Three Arrows has also been a victim of the scourge of stETH and the collapse of Terra. The fund bought about $200 million in Luna coins used to support the value of Terra’s UST stablecoin, according to the magazine. Luna, which sold for more than $119 in April, is now worth about $0.00059.
Just as Bear Stearns’ hedge funds were among the first to reveal problems from the subprime mortgage crisis, Three Arrows probably won’t be alone. The “cockroach theory” comes to mind: If you see one of those nasty bugs scurrying across the floor, there’s probably plenty of hiding behind the refrigerator or under the sink.
encoder shark tank
In fact, the cryptocurrency hotspot is now no longer pumping coins “to the moon” with tweets full of rocket ship emojis, but rather trying to find where these cockroaches are hiding and make a meal out of them.
some crafty merchants They sent bots roaming the blockchain in search of highly leveraged positions at risk of forced liquidation because the value of their collateral was no longer sufficient to support their loans. If they are successful, they receive a 10% to 15% reduction from the sale of collateral – incentives paid through automated protocols intended to protect them from bankruptcy.
As the dust stopped over the weekend, the damage was horrific. Bitcoin incurred losses for 12 consecutive days, its longest sustained recession, and breached $20,000 early Saturday for the first time since 2020.
On the back of monetary tightening, the world’s largest cryptocurrency is now down more than 70% from its November highs when it was close to $70,000. Ether has fallen below $1,000, after selling as high as $4,866 seven months ago.

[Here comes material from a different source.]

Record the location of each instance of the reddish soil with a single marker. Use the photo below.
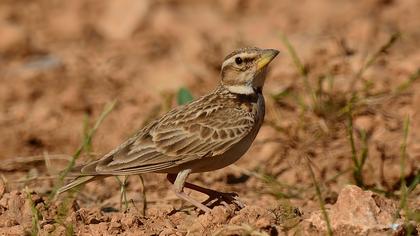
(63, 61)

What was once a $3 trillion industry worth is now worth Less than 1 trillion dollars.
And despite the similarities between previous crises in traditional finance, there is one big difference as the weekend approaches: players in the old markets can at least turn off their machines on Saturday and Sunday to get some sleep and lick their wounds.
As a three-day weekend approaches in the US, with forecasts for sunny skies in New York, those with heavy exposure to digital assets will still be glued to their screens, as a deadly crypto winter’s snowstorm shows few signs of stopping.
Assisted by Olga Khareef, Emily Nicole and Moyao Shen.
(Except for the headline, this story has not been edited by the NDTV crew and is published from a syndicated feed.)